Any AE mentions (from both structured and unstructured sections) were extracted and normalized to MedDRA terms. Study drug, concomitant medications, date of onset, lab test results and other key patient attributes were also extracted from the SAE forms using the NLP platform. This allowed correlations between the events and other variables to be identified, and provided a longitudinal dataset to allow tracking of the progression or remission of events.

The resulting structured data were loaded into the Agios clinical safety database, providing rapid reporting to both research teams and clinical safety teams. The workflow enabled the queries to run [automatically as new forms arrived, using the NLP platform to efficiently extract relevant information much quicker than via manual methods, providing alerts and Excel reports to the clinical teams.


Agios was happy with the fast turnaround time of the forms and rapid access to the data via the NLP platform. A five-page SAE form could run through the OCR, indexing and querying workflow, and provide results to the clinical team within an hour, rather than the tedious manual processing that could take a day.

The Linguamatics NLP platform is well suited to extract free text from complex, unstructured documents, and process these data to create a rich database record that is immediately available for further analysis.

The tabular output can be easily loaded into many other software tools (e.g. Python Data Science, or visualization packages such as Matlab and Cytoscape), making the NLP platform ideal for integration in automatic workflows and pipelines.
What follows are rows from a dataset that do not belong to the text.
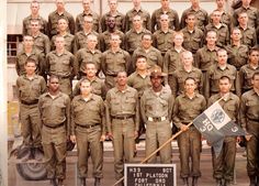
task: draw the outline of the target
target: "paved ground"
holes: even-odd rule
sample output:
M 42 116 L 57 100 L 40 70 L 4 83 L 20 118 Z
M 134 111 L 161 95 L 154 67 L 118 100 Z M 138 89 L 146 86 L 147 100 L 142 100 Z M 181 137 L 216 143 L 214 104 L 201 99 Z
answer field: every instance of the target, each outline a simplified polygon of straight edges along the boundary
M 112 149 L 109 147 L 110 143 L 106 146 L 104 153 L 104 167 L 103 174 L 104 178 L 102 179 L 102 186 L 112 186 L 115 183 L 114 171 L 113 171 L 113 155 Z M 143 146 L 138 146 L 137 161 L 144 158 Z M 248 177 L 246 173 L 246 158 L 243 157 L 243 149 L 238 149 L 237 158 L 236 158 L 236 186 L 248 186 Z M 72 153 L 75 154 L 75 153 Z M 68 156 L 67 158 L 67 179 L 65 182 L 66 186 L 77 186 L 77 158 L 75 155 Z M 172 162 L 177 164 L 177 185 L 181 186 L 182 180 L 179 178 L 179 154 L 178 150 L 173 147 L 173 157 Z M 91 169 L 91 162 L 89 162 Z M 212 178 L 212 163 L 211 163 L 211 152 L 206 146 L 203 149 L 201 156 L 201 171 L 202 177 L 199 179 L 199 186 L 213 186 L 214 179 Z M 87 179 L 88 185 L 93 185 L 93 178 L 91 177 L 91 172 L 89 173 L 89 178 Z M 9 186 L 47 186 L 49 185 L 48 180 L 38 180 L 38 182 L 29 182 L 24 180 L 16 172 L 15 161 L 10 160 L 9 162 Z

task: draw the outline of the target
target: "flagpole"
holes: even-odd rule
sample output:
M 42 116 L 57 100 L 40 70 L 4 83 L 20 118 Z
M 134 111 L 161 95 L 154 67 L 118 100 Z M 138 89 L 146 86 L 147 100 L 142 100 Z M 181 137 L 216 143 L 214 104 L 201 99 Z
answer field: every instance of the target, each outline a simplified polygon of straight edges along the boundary
M 189 129 L 191 125 L 193 124 L 193 122 L 190 122 L 189 124 L 187 124 L 187 128 Z M 154 151 L 151 154 L 149 154 L 147 157 L 145 157 L 139 164 L 144 164 L 145 162 L 147 162 L 151 156 L 156 155 L 157 152 L 159 152 L 162 147 L 165 147 L 168 143 L 170 143 L 173 139 L 176 139 L 178 135 L 180 135 L 182 132 L 184 132 L 183 130 L 178 131 L 176 134 L 173 134 L 170 139 L 168 139 L 161 146 L 159 146 L 156 151 Z M 112 186 L 116 186 L 117 184 L 120 184 L 122 180 L 124 179 L 124 176 L 119 179 L 115 184 L 113 184 Z

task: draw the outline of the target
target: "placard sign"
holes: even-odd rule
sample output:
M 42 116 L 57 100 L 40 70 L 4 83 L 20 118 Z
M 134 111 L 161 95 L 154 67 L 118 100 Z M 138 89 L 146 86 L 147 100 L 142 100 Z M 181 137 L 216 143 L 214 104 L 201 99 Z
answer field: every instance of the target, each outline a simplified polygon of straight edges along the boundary
M 125 186 L 177 186 L 176 164 L 125 164 Z

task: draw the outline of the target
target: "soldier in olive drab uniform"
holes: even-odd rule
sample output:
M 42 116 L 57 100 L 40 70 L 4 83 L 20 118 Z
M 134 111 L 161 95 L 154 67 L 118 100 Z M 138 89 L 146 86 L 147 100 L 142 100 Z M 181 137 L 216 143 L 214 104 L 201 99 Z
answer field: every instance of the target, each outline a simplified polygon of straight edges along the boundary
M 46 83 L 42 76 L 35 74 L 36 62 L 34 59 L 26 59 L 24 68 L 25 74 L 16 79 L 19 117 L 22 123 L 23 145 L 30 147 L 30 158 L 34 158 L 35 149 L 42 146 L 37 102 L 40 96 L 46 91 Z
M 133 69 L 136 68 L 136 58 L 139 55 L 144 55 L 147 57 L 147 65 L 148 68 L 153 68 L 155 65 L 158 65 L 162 68 L 162 56 L 161 56 L 161 52 L 158 51 L 156 47 L 154 47 L 151 45 L 153 43 L 153 39 L 151 39 L 151 34 L 150 33 L 145 33 L 142 36 L 142 45 L 138 46 L 133 55 L 132 55 L 132 67 Z
M 120 179 L 124 162 L 133 162 L 139 127 L 138 95 L 136 89 L 127 86 L 126 72 L 117 73 L 116 87 L 108 91 L 105 108 L 108 134 L 114 149 L 115 178 Z
M 251 48 L 249 51 L 248 63 L 239 70 L 239 81 L 241 92 L 246 92 L 252 88 L 251 78 L 255 73 L 259 72 L 259 50 Z
M 142 0 L 132 0 L 132 2 L 134 7 L 126 13 L 125 20 L 124 20 L 125 32 L 130 31 L 133 28 L 133 18 L 136 14 L 142 17 L 143 26 L 150 31 L 151 30 L 150 14 L 148 11 L 142 8 L 142 4 L 140 4 Z
M 65 0 L 55 0 L 55 3 L 57 9 L 48 15 L 49 39 L 58 34 L 57 22 L 61 18 L 68 21 L 68 32 L 75 34 L 75 20 L 74 17 L 65 10 Z
M 53 186 L 64 186 L 66 152 L 70 127 L 70 98 L 59 91 L 58 77 L 50 76 L 48 92 L 38 99 L 42 120 L 42 143 L 47 178 Z
M 250 6 L 251 0 L 241 0 L 241 7 L 234 11 L 234 24 L 238 25 L 238 14 L 246 12 L 248 15 L 248 25 L 257 29 L 259 26 L 259 10 Z
M 172 77 L 169 79 L 169 86 L 172 90 L 172 96 L 176 98 L 177 96 L 183 94 L 184 91 L 184 80 L 188 77 L 192 77 L 195 79 L 198 91 L 203 92 L 203 75 L 201 69 L 195 68 L 193 66 L 193 56 L 189 51 L 184 51 L 181 54 L 181 63 L 182 67 L 178 68 L 172 73 Z
M 92 62 L 89 62 L 87 64 L 85 64 L 86 67 L 83 69 L 83 76 L 81 77 L 81 79 L 76 84 L 74 90 L 72 90 L 72 97 L 76 97 L 78 95 L 80 95 L 80 83 L 83 79 L 88 79 L 91 84 L 92 87 L 92 92 L 94 95 L 101 96 L 103 99 L 105 98 L 105 86 L 102 79 L 100 79 L 97 76 L 97 65 Z
M 198 186 L 198 178 L 201 177 L 201 133 L 194 125 L 187 128 L 187 124 L 206 109 L 205 98 L 195 91 L 196 85 L 195 79 L 192 77 L 188 77 L 184 80 L 184 94 L 176 98 L 172 111 L 173 123 L 183 131 L 177 138 L 177 141 L 180 151 L 180 176 L 184 186 L 189 186 L 189 177 L 192 177 L 192 186 Z M 189 165 L 190 157 L 191 168 Z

One example of identification of actionable events in the AG-120 clinical trial relates to differentiation syndrome (DS). DS is a complication of first-line chemotherapy in some acute promyelocytic leukemia (APL) patients, which can be fatal if not recognized on time and treated aggressively. During an AG-120 clinical trial, three patients were diagnosed with DS based on a subset of symptoms. Using the text mining workflow developed, Agios was able to highlight and cluster MedDRA terms associated with DS across the patient pool (Figure 2). Using a variety of statistical methods, such as hierarchical clustering and network analysis, it was able to characterize which AEs are most likely to indicate patients with DS; which events appear in only some cases; and which subsets of patients might be more at risk from DS than others. This enabled the clinical team to effectively monitor the patient cohort and prevent potentially fatal AEs.

The clinical safety team was not familiar with this type of network analysis before, but found the insights it provided highly valuable, and decided to implement this analysis in other projects.


Agios was interested in questions such as: “Given an AE during a clinical trial, is this associated with the study drug that the patient is taking, related to the disease the patient has, or to other diseases/drugs from the patient’s history?” Obviously, there are different implications for each of these options, and with the Linguamatics NLP platform Agios was able to reach the right answers rapidly, ensuring better patient safety.